Central Touring Theatre (CTT) was founded 36 years ago by Jan Mandell, who has been running the program ever since. The high school students of various racial, ethnic, and socioeconomic backgrounds who take part in the program work all year to craft an original theater piece.

The young actors then perform their play throughout the Twin Cities, reaching up to 10,000 people each year. For the last few years, one of their tour stops has been the Macalester campus, which is where Seale first saw the group perform.

As CTT interns, Warnke and Seale helped students to craft and refine the writing that will eventually come together to create the show. Ideas don’t come from the program director or teaching aides, says Seale, but from the students themselves.

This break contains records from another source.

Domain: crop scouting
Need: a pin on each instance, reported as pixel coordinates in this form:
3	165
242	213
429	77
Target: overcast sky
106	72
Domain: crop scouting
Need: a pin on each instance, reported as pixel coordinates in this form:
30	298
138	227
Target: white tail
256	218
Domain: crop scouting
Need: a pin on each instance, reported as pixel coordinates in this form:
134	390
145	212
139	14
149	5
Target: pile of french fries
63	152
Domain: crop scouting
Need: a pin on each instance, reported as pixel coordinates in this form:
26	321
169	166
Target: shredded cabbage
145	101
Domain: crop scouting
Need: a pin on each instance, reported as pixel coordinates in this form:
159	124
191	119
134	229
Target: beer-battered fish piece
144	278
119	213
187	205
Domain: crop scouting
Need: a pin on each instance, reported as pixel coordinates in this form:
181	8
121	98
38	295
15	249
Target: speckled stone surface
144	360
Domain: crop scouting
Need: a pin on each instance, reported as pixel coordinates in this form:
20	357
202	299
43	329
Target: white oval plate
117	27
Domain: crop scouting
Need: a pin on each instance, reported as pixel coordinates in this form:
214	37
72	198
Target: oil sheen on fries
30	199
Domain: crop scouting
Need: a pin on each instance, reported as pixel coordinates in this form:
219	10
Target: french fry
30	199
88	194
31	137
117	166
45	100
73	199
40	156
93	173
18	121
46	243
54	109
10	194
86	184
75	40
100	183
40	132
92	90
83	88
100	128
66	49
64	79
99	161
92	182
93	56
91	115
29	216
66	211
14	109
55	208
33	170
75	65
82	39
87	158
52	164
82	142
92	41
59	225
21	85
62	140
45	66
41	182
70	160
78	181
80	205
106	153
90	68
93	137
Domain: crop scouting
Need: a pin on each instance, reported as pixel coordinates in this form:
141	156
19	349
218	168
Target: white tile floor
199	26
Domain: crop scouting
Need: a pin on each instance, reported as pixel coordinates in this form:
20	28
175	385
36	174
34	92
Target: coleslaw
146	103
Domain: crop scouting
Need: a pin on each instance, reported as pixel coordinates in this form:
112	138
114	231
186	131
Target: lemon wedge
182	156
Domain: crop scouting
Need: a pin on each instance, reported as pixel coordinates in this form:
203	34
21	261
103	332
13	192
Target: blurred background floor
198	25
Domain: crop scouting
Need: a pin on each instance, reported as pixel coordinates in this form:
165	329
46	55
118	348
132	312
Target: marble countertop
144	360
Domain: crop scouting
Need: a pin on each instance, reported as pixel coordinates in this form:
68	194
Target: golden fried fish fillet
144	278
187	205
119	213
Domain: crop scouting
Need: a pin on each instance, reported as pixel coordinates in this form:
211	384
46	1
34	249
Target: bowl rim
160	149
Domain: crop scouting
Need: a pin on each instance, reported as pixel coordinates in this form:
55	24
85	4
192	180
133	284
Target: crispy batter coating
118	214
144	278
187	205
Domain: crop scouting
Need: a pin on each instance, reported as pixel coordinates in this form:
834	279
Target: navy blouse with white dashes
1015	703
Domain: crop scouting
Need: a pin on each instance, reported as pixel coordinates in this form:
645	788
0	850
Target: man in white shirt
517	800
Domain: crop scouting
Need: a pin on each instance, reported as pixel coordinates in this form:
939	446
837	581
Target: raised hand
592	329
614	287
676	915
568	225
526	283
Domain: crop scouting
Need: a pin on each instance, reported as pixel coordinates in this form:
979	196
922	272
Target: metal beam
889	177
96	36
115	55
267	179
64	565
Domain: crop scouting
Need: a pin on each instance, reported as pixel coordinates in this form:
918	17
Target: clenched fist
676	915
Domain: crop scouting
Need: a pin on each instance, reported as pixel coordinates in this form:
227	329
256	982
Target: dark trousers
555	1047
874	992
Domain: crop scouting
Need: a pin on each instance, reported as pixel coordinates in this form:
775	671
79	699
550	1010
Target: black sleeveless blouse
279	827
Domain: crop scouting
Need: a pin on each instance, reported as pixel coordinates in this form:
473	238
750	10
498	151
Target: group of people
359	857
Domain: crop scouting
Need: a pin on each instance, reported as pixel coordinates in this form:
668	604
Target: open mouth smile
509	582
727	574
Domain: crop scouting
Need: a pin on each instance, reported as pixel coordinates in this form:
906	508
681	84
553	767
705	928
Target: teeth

Though she notes, “It’s fulfilling when someone pulls you to the side and asks for help, or brings you something they’ve written and asks if you want to hear it.” Adds Warnke, “I really love hearing the stuff that the kids have been writing and working on by themselves. They’re incredibly passionate about it.”

A key part of CTT’s mission is “to provide a safe space for youth to explore artistic expression as a powerful and meaningful force in the world.” Because CTT’s shows are often based on real-life experiences, the classroom becomes a space to explore subjects that can be challenging to teach.

“Kids are having really difficult discussions about race and privilege,” says Warnke. Those discussions often make their way into the finished production, but even when they don’t, they have a big impact on both the students and the teaching aides. Both Warnke and Seale were deeply moved by one male student’s monologue about his inability to imagine what women go through in American society.

Both Mac students are confident that the experience working with CTT will stay with them. Indeed, Warnke dreams of returning to South Africa, where she studied abroad, to set up an exchange program between CTT and her Johannesburg school. And Seale hopes that someday the Muslim community she grew up in will have space for young people to talk and be heard as students are in CTT. “It’s so necessary,” she says.